The Kindle DX boasts 4GB of internal memory. It's not expandable, but that space is enough for about 3,500 e-books. Should you ever run out of room (since you can also store images, PDFs, MP3 audio, and Audible audio books), you can delete your e-books with impunity and redownload them later as needed--Amazon keeps all of your e-book purchases readily available in an online "digital locker" tied to your account.
Though the Kindle is designed as a primary reading device, the e-books you purchase aren't trapped there. You can also download Kindle software apps for nearly all other major platforms (Windows PCs, Macs, BlackBerry phones, Android phones, iPads, and iPhones/iPod Touch devices) to access all of the same titles, syncing up between them where you left off with Amazon's WhisperSync feature. (Barnes & Noble's rival Nook reader also supports all of those devices.)
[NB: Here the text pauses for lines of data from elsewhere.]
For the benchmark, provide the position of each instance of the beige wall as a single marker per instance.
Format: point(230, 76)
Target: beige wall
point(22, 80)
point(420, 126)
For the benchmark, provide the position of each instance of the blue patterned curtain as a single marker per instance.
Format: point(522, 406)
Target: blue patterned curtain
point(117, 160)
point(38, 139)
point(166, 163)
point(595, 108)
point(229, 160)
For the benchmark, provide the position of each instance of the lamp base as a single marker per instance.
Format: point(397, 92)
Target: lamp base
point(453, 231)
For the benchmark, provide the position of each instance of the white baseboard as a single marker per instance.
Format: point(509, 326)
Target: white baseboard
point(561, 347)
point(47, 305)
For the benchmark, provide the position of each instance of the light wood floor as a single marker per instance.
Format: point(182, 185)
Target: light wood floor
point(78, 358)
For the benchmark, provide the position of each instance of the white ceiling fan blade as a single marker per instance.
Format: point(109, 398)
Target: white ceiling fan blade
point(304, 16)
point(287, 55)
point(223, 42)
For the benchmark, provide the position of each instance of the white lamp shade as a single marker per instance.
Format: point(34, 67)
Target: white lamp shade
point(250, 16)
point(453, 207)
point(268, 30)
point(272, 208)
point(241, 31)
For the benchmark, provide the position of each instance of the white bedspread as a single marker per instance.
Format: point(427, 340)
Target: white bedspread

Notably, unlike the Nook and the iPad, the Kindle does not support the EPUB file format standard, so you can't use it to read loaner e-books from library, nor any of the myriad free titles available online from a variety of vendors such as Google Books. However, that issue is somewhat ameliorated by the fact that Amazon offers its own library of almost 2 million free, public-domain titles (mostly pre-1923, out-of-copyright titles), including a large range of classics by Mark Twain, Arthur Conan Doyle, H.G. Wells, Jane Austen, and the like.
In addition to hundreds of thousands of e-books, you can also subscribe to a good number of newspapers, magazines, and blogs, all of which are delivered wirelessly to the Kindle. The AT&T 3G wireless should cover most of the U.S., and it's completely free. It also will work in many countries overseas, but additional charges may apply. Unlike the new, smaller Kindles, there's no Wi-Fi option, but you can download content to your PC and side-load it to the Kindle via USB.
The Kindle has a built-in QWERTY keyboard for searching and notation; you can also tie the device to your Facebook and Twitter accounts, and share relevant passages among your social network. Anyone who's used an iPad or a modern smartphone will have an impulse to touch the screen, but, alas, that's not how the Kindle works. (That's probably for the best: Sony's attempt to add touch-screen functionality to its e-readers comes at the expense of screen clarity.) Instead, navigation is accomplished using the thumbstick and the page forward/back, menu, back, and home buttons along the screen's right border. It's definitely less intuitive than a touch screen, but most users will get the hang of it quickly enough.